Opened 3 years ago

Last modified 12 months ago

#18855 assigned New feature

persist a socket across reloads of the dev server

Reported by: dlamotte Owned by: dlamotte
Component: HTTP handling Version: master
Severity: Normal Keywords:
Cc: unai@…, apollo13 Triage Stage: Accepted
Has patch: yes Needs documentation: no
Needs tests: no Patch needs improvement: yes
Easy pickings: no UI/UX: no

Description

Using livereload (livereload.com) with Django becomes painful when updating a file immediately results in reloading the webpage AND the Django dev server. There is a short period of time when the dev server is not listening as it is busy reloading (frequently hit when using livereload).

This is exacerbated with larger projects as reload time is longer.

This has been an itch I've wanted to scratch for a long time.

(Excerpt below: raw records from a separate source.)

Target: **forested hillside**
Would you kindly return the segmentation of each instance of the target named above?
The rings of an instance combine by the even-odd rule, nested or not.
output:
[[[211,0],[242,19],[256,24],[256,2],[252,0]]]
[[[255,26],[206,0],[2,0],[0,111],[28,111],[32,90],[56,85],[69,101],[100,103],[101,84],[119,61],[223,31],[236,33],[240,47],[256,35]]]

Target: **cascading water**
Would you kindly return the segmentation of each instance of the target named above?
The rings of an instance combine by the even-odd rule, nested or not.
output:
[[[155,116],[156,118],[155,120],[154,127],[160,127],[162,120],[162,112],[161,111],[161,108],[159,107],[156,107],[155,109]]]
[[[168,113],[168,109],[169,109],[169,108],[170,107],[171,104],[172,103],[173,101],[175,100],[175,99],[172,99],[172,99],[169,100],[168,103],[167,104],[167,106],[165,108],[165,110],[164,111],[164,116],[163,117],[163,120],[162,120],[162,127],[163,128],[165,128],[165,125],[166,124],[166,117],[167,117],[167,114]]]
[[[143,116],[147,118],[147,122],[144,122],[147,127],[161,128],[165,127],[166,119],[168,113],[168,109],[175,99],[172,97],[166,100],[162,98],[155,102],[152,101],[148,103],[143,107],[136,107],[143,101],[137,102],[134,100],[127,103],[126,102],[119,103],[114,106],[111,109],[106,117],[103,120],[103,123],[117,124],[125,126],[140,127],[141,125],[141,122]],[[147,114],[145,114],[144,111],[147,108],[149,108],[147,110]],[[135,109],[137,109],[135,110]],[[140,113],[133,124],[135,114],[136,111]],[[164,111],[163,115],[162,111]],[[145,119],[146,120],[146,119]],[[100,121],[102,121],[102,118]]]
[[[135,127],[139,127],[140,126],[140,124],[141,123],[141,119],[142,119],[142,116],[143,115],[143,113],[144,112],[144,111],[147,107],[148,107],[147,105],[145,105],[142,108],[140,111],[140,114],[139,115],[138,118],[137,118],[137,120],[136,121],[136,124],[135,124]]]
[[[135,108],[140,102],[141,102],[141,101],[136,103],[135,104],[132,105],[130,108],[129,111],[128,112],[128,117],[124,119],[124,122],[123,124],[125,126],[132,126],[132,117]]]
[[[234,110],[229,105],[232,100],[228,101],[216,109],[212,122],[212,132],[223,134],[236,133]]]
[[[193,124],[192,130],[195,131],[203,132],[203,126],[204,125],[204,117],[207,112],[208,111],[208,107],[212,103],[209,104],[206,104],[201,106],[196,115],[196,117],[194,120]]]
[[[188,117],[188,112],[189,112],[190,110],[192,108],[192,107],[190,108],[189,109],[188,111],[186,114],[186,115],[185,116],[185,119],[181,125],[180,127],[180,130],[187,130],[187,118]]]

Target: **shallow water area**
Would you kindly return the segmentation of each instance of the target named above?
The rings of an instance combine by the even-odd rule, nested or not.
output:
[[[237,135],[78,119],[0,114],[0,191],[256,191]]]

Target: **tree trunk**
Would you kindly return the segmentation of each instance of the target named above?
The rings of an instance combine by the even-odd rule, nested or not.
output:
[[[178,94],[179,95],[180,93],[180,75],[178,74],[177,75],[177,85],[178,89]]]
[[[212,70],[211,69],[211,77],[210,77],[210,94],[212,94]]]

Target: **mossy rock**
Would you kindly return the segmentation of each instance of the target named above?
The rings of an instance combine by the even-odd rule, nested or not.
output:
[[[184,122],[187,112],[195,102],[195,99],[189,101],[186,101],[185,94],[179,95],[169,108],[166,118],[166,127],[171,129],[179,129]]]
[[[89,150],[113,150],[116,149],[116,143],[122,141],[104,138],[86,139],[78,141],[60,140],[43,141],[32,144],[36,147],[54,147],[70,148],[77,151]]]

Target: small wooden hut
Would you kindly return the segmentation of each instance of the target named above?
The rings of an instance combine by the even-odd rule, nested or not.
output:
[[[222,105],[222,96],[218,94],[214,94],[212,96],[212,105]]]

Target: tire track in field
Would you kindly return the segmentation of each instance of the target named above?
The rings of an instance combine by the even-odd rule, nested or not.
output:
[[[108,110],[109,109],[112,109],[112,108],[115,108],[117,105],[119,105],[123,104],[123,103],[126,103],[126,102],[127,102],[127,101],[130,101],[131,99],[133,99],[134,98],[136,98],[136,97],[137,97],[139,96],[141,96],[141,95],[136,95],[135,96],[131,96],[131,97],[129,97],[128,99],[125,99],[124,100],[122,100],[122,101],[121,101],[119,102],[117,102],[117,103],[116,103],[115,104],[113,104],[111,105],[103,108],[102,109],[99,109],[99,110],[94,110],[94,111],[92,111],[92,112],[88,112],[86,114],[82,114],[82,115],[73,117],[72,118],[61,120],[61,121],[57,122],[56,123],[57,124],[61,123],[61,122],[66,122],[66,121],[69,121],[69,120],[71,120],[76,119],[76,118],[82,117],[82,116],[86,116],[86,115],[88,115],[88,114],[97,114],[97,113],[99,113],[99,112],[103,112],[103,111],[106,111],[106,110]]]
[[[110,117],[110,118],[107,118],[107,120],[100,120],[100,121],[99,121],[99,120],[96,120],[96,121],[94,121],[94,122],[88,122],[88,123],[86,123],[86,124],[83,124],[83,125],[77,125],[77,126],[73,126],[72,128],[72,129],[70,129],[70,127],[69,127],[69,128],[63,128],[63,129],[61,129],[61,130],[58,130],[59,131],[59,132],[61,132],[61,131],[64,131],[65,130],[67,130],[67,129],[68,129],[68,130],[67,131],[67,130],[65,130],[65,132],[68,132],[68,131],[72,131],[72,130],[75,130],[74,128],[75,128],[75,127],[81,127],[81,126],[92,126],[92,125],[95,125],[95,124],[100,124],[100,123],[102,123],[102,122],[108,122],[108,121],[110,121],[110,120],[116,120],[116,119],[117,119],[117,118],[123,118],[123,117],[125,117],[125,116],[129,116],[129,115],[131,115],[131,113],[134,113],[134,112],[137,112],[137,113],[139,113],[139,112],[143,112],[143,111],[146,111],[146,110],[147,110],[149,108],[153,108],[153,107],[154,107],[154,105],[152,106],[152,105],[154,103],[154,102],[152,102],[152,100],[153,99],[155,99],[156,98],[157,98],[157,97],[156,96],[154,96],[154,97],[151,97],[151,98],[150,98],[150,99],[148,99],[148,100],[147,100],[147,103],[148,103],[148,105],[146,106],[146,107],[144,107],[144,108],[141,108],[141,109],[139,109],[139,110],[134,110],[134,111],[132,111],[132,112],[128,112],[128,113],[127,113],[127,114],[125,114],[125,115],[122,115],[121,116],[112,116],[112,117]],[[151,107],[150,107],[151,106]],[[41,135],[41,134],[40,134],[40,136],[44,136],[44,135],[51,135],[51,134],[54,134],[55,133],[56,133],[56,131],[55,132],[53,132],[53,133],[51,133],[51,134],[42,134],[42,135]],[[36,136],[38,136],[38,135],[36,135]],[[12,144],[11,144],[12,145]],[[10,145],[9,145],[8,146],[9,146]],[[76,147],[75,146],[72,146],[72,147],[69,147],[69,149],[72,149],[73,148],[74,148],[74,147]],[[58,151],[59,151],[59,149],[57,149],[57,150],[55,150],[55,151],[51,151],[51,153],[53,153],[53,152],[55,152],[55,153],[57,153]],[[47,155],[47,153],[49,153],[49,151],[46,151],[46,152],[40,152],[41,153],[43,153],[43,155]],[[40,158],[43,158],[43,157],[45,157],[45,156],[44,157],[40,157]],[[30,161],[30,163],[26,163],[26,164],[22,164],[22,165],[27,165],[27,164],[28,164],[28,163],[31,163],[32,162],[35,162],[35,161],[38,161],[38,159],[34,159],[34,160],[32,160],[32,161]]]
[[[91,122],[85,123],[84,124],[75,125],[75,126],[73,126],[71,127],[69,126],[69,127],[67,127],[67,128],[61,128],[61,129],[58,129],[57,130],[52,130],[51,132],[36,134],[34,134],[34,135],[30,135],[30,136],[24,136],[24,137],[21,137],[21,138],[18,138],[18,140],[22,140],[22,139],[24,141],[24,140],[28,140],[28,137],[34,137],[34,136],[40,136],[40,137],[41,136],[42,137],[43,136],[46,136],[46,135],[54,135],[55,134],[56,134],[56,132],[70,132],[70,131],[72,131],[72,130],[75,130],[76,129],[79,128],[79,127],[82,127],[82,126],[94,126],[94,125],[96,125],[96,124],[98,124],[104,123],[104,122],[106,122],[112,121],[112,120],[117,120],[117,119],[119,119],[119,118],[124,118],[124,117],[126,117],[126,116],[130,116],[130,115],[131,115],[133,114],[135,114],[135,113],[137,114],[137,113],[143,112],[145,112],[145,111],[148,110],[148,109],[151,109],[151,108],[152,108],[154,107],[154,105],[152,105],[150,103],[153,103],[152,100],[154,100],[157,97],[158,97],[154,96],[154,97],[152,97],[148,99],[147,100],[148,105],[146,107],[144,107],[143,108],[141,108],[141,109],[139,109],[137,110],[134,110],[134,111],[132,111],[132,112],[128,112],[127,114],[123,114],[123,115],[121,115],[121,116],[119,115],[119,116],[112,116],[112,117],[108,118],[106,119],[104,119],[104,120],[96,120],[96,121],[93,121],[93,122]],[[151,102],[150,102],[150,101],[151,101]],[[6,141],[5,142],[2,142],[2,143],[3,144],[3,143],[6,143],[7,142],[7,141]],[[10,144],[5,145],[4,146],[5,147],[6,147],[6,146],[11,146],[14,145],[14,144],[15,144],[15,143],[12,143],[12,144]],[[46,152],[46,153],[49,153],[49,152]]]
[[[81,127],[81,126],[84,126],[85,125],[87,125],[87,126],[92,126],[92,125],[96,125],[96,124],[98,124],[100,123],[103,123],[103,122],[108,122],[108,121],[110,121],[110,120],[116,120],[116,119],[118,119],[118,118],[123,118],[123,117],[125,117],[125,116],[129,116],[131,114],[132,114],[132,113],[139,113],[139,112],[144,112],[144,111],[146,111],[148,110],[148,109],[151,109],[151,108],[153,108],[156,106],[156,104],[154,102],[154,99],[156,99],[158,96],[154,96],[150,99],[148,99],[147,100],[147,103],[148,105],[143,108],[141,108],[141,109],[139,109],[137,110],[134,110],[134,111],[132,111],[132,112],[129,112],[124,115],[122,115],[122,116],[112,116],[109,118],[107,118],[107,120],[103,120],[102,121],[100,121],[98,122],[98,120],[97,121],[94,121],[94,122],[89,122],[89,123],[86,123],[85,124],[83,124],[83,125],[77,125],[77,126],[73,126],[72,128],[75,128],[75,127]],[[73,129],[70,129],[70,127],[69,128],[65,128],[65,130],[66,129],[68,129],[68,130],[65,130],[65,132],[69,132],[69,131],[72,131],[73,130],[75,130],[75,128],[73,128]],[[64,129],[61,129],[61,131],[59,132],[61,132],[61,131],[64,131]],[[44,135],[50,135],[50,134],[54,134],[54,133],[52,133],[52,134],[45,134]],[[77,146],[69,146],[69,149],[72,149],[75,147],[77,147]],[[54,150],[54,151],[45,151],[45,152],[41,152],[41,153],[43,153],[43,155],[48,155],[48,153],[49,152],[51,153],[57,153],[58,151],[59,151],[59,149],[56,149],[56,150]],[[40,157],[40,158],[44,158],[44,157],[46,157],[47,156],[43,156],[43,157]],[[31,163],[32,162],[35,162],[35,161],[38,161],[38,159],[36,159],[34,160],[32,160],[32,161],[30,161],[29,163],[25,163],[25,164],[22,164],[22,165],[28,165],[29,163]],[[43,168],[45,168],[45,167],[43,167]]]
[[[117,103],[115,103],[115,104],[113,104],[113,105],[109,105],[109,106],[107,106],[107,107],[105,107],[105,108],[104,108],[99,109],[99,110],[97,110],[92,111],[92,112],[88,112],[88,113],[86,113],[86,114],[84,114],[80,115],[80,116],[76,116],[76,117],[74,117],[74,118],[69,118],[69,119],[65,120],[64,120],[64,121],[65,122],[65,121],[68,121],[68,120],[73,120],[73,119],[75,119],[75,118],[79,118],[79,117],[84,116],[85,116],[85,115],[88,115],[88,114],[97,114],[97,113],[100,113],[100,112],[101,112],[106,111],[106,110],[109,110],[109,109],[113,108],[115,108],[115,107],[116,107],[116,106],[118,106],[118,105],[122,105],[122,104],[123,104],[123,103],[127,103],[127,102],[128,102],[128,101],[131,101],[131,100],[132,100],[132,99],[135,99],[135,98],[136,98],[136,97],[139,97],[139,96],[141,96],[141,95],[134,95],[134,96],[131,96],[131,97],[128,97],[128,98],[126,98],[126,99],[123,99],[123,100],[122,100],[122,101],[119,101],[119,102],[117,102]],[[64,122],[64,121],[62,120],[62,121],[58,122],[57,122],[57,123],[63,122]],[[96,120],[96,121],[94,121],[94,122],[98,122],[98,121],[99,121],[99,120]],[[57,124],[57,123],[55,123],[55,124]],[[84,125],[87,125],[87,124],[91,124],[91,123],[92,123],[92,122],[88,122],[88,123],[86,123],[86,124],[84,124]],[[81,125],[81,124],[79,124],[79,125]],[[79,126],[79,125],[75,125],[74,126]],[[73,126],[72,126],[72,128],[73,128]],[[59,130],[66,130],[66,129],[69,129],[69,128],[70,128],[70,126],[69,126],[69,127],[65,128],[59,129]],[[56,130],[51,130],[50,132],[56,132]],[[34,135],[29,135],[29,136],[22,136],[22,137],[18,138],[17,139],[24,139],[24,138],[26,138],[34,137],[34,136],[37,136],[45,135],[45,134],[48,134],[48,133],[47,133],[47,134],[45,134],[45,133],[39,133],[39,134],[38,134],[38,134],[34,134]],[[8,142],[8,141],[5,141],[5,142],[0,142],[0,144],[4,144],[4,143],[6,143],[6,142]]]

Hopefully, this will be accepted so others can benefit from it also. Helps plenty even with users hitting Reload manually on their browser.

Change History (19)

comment:1 Changed 3 years ago by dlamotte

  • Needs documentation unset
  • Needs tests unset
  • Owner changed from nobody to dlamotte
  • Patch needs improvement unset
  • Status changed from new to assigned

comment:2 Changed 3 years ago by dlamotte

  • Has patch set

comment:3 follow-up: Changed 3 years ago by akaariai

  • Triage Stage changed from Unreviewed to Accepted
  • Version changed from 1.4 to master

It seems this could only be done on Unix platforms (at least socket.fromfd is documented to be available only on Unix). The best option for platform support is to write the code in a way where the code works when needed socket abilities are available, but if they are not, then we still get a working server, just without socket persistence capabilities.

If I understand the patch correctly, the socket is first created in the main process. Then, it is passed to the server subprocess as os.environ parameter. Finally the server subprocess will try to use the already existing socket by using socket.fromfd().

So, in addition to the above platform problem, at least these possible limitations come to mind:

  • Could we leak the socket's fileno in to os.environ where it is accidentally reused later on? Could we pass it to the server subprocess some other way?
  • It seems we will need to have socket creation logic in Django's code. We don't have that now. This might cause us some headaches later on.
  • Could the socket be left in a state where it contains cruft from the old process (this might be a stupid question, I don't know socket semantics too well)? What I mean here is that maybe the server process reads half of an request, gets reloaded, and then the new process has a broken half-request waiting for it? The same could happen for write-to-client, too, if I am not mistaken.

I would like to get rid of the unavailability of the dev server during reload, no question about that, but we should not commit this unless we have pretty good guarantees that this will cause zero regressions on any supported platforms. This is not worth risking breakages. I am marking this accepted, but this is only on the grounds that we can make this bulletproof.

comment:4 Changed 3 years ago by dlamotte

Thanks for the review. I've updated the pull request to address the platform issue.

I dont know the platforms supported by Django, but I added a check to the code to test if "fromfd" exists in the socket module. If it does, it will use the new persist socket code. If not, the code will not be used. I believe its the case that if "fromfd" is not supported, it will not exist, however, I don't have a host to test this on.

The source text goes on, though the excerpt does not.